Users will be able to collect all of their fees anytime, even when the Aloe market is paused.

No they can't because the uniswapWithdraw can only be called from within the modify callback, and the modify function blocks any action if the market is paused.

The overflow isn't related to Aloe contract, and it is the expectation of UniswapV3 that users should collect fees before the overflow of accumulation

Yes it is expected but aloe forces full withdrawl of liquidity added to fees collection in some cases, and the sum of these two numbers can overflow in the pool's burn function.

Even if fees and burned liquidity are otherwise smaller than uint128, in case of manipulation the burned liquidity can have extreme values which alone or after addition of fees can be > uint128.max

Either there should be a partial withdrawl possible or separate fees collection possible, that needs to be allowed all the time from aloe's end because uniswap says borrower is responsible to prevent this overflow by collecting his fees from time-to-time but the aloe market pausing prevents the borrower contract from abiding to this functionality in this case.

Also, there isn't a guarantee that the paused market will unpause immediately in one window (30 minutes), it can still be paused for many windows ( ie. multiples of 30 minutes) due to longer manipulation and the time it takes for twap to recover to original prices.

cvetanovv commented 1 year ago

haydenshively What do you think about this report?

haydenshively commented 1 year ago

Even if fees and burned liquidity are otherwise smaller than uint128, in case of manipulation the burned liquidity can have extreme values which alone or after addition of fees can be > uint128.max

uint128 should be more than enough to store the totalSupply of any commonly-used ERC20, so I don't see how manipulation could cause the liquidity inside Uniswap to exceed that value.
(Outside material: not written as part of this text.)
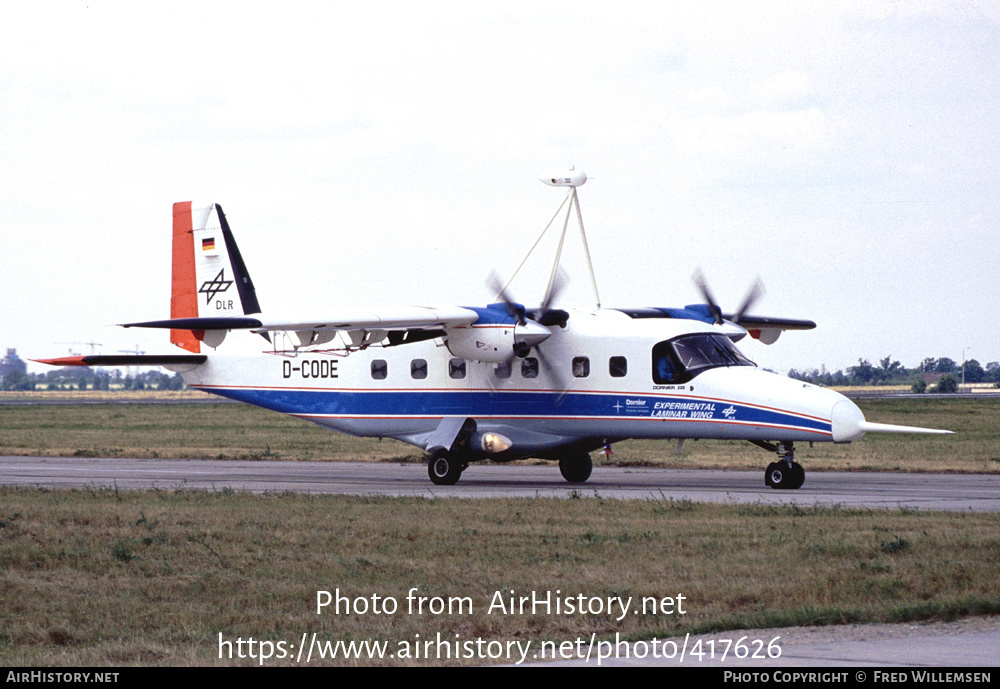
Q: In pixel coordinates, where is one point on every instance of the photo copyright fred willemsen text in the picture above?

Happy to be shown otherwise if @chinmay-farkya can show an example, but given current information I think this should remain closed.

chinmay-farkya commented 1 year ago

Well I raised this issue because uniswap says here that the user needs to keep an eye on the fees and collect before it overflows, I think there maybe a possibility according to uniswap devs' POV, but I do not have an example.

Czar102 commented 1 year ago

I don't think that the 30 min lockup changes much when it comes to liquidity management of such a position. It also seems to me that those uniswap v3 limitations are a part of the design. I think this should be informational (as brings those unobvious limitations up).

Czar102 commented 12 months ago

Result: Low Unique

sherlock-admin2 commented 12 months ago

Escalations have been resolved successfully!